Grace is a critical part of who great leaders should be. To that end, John Baldoni has tackled for us in Grace: A Leader’s Guide to a Better Us, an attribute that is in short supply today. Grace is something all leaders should model for the benefit of those around them so that it spreads to society in general.

Grace is foundational to service. Baldoni writes:

Love, sacrifice, truth, and courage are virtues made actionable by grace. We may be disposed to do what is right; grace gives us the impetus to act upon doing it. Grace then becomes the inspiration for treating individuals with generosity, respect, and compassion. It manifests itself as action in the name of others, and it energizes us to act upon our beliefs.

To help us better understand grace and to help us intentionally apply it in our leadership, Baldoni explores grace from five perspectives with this acronym:

G is for Generosity: the will to do something for others.
R is for Respect: the dignity of life and work.
A is for Action: the mechanism for change.
C is for Compassion: the concern for others.
E is for Energy: the spirit that catalyzes us.

Generosity

Gracious people give of themselves. Gracious people leverage who they are and what they have for the benefit of others. Baldoni shares a great quote from British Prime Minister Benjamin Disraeli, “The greatest good you can do for another is not just to share your riches but to reveal to him his own.”

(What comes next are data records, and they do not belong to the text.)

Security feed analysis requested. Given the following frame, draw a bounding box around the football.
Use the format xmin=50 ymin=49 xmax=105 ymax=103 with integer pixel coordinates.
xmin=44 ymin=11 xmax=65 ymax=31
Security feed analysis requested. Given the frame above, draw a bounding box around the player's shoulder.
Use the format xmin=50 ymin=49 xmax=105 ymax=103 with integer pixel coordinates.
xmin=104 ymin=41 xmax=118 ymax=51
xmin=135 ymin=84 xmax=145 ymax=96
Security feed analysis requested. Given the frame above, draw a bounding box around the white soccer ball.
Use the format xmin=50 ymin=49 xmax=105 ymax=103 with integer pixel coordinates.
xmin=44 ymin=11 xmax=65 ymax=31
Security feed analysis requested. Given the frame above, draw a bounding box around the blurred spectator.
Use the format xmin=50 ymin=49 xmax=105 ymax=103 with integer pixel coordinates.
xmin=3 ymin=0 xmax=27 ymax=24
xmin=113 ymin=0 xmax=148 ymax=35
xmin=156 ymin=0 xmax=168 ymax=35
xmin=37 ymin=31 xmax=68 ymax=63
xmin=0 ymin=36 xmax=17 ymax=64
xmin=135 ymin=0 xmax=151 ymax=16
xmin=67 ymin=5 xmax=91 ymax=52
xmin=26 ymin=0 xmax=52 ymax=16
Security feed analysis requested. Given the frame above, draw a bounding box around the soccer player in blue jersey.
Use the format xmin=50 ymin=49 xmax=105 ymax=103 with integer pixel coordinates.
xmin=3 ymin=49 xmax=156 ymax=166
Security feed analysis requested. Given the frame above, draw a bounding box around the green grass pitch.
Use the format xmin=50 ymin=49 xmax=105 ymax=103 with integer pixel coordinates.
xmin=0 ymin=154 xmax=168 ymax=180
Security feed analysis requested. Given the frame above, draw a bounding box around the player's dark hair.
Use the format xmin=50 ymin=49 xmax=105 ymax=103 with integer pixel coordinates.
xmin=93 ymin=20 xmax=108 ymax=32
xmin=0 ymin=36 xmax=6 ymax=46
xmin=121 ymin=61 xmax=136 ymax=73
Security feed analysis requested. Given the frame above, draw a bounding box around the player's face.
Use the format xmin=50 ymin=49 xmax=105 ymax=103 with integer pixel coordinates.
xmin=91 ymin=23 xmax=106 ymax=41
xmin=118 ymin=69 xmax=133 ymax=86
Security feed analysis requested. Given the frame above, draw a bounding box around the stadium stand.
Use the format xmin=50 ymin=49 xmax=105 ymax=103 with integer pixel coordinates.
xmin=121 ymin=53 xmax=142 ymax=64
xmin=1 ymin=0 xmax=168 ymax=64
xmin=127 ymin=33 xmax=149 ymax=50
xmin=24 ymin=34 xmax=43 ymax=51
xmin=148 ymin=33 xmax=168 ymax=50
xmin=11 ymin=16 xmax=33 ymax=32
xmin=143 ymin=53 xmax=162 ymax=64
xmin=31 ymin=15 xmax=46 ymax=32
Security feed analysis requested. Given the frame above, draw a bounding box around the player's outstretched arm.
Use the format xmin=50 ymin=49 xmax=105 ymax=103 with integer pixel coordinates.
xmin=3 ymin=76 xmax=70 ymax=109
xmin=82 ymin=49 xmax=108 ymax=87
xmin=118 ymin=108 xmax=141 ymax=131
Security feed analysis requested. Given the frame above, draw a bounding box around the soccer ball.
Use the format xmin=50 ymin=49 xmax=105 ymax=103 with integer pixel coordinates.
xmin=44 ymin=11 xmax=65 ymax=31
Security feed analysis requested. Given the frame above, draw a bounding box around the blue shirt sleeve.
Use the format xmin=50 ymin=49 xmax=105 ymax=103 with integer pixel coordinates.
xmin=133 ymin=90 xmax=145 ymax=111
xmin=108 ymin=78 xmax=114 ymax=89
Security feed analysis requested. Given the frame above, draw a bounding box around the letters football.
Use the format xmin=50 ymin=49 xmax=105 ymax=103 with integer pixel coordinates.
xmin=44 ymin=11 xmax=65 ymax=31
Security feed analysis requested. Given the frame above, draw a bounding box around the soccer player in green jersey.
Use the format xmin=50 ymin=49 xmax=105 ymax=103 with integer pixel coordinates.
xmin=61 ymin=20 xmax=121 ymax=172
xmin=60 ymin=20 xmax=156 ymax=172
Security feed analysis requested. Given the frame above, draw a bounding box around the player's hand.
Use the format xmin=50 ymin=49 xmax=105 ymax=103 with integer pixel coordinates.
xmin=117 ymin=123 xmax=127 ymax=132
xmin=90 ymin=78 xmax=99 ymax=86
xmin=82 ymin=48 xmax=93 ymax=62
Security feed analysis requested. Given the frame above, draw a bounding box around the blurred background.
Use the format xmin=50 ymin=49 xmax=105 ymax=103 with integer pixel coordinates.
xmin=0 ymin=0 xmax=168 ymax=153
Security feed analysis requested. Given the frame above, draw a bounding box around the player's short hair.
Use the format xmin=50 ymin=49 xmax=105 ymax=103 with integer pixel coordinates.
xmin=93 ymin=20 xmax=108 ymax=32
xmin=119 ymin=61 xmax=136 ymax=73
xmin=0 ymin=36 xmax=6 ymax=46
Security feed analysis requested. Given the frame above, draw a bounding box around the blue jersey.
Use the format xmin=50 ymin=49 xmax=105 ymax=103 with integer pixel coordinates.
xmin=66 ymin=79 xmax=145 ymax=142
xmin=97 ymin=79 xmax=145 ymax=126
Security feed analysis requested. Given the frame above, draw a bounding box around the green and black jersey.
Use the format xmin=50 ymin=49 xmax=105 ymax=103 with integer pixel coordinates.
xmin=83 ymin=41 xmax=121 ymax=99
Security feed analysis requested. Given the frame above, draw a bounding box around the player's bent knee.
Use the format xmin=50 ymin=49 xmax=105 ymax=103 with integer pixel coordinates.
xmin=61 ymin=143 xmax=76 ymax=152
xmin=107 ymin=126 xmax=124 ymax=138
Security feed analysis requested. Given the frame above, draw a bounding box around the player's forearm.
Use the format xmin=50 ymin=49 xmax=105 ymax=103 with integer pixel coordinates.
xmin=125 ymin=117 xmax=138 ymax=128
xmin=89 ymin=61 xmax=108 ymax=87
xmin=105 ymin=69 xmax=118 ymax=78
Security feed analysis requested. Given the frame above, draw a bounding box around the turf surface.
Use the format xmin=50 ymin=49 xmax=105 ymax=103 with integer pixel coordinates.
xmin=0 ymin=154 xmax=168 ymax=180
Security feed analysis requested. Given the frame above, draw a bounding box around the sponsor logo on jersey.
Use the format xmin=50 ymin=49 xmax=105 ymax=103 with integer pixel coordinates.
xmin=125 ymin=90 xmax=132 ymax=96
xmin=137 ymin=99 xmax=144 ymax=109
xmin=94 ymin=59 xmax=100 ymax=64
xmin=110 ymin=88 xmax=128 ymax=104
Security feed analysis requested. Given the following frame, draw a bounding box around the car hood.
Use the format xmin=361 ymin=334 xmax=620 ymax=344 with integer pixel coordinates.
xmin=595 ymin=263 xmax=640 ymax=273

Gracious leaders share time, knowledge, and power. They cultivate a selfless approach to life. Generosity emanates from an abundance mindset. A selfless person, even in the midst of personal adversity, can find something to share with others. That attitude is contagious.

Respect

Self-awareness opens the door to respect for others. A fully self-aware person knows her faults as well as her strengths. Such awareness compels the self to acknowledge the dignity of others.” Humility plays a big part here. Respect and self-respect fuel each other. They grow together.

Action

Grace is intentional. A reactive mind rarely manifests grace. While grace that has been shown to us comes freely, it requires effort for us to generate it ourselves. Grace means rising above a perceived slight.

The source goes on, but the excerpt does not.